Los umbrales de la noche nos sorprenden en vigilia. Una cosa es cierta, mentira el resto, como a la flor, la muerte nos acecha. Dejemos a la muerte al descubierto, al pie de todo asombro. Mientras alguien padezca, la rosa no podrá ser bella; mientras alguien mire el pan con envidia, el trigo no podrá dormir; mientras llueva sobre el pecho de los mendigos, no sonreirá el vino. Matemos la tristeza. El rumor de un pueblo que despierta ¡es más bello que el rocío! El metal resplandeciente de su cólera ¡es más bello que la espuma! Un Hombre Libre ¡es más puro que el diamante! A punta, a copa de vino, libertemos al fuego de su cárcel de ceniza. Encendamos la hoguera donde se queme este mundo sombrío. Seamos un relámpago perpetuo.
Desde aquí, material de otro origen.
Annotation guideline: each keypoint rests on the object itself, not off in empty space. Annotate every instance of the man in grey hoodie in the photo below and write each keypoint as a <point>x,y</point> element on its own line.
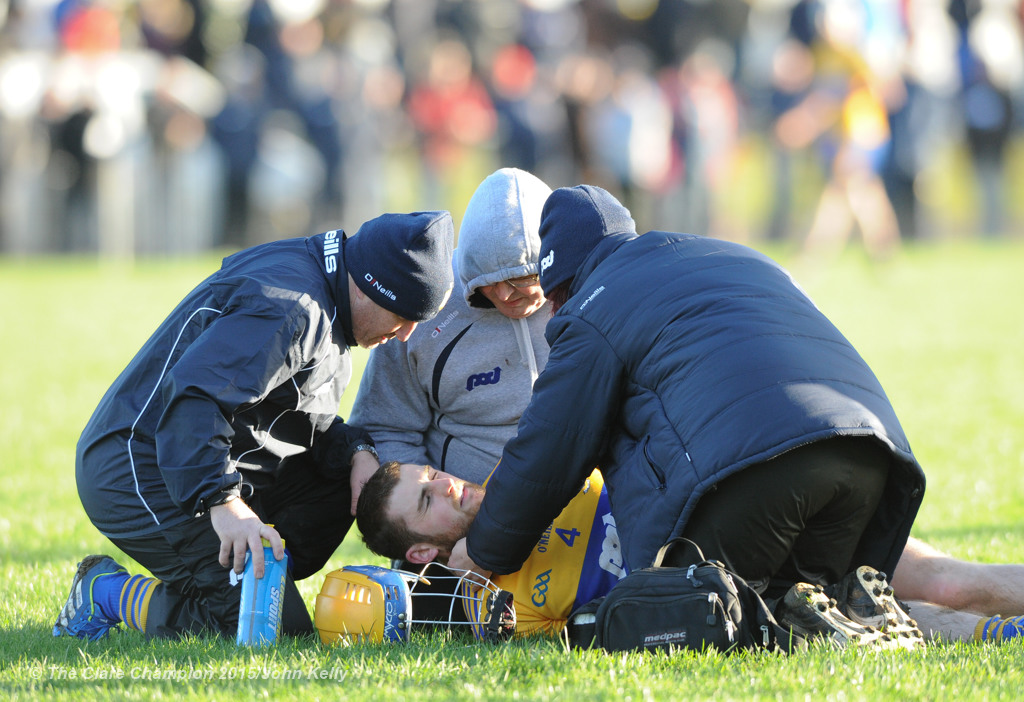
<point>452,395</point>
Dios hizo el sueño; el hombre, el vino. Cabalguemos sobre el vino. Partamos sin espuelas y sin freno rumbo al azul. Por el azul huyamos sin sosiego al paraíso de los sueños. Demos de beber a las botellas. Roguemos porque a las noches no les dé sueño. Bebiendo cielos, como copas de árboles, lleguemos a los dioses. Bebamos nuestro júbilo de ser del vino orfebres. En esta hora incierta de los hombres, entre la herida universal del orbe, golpe a golpe, hacia adelante, rema y rema. Subsanemos hambre en libertad. Sobrevivamos. Trascendamos en sobre vida. Grabemos el sueño entre los árboles para que vaya andando en el aire, como ellos, hacia arriba. Compartamos la luz del mundo, el pan del mundo al mismo tiempo que la noche oscura. Condenémonos juntos o salvémonos todos con las mismas manos, con el mismo vino y con las mismas sombras.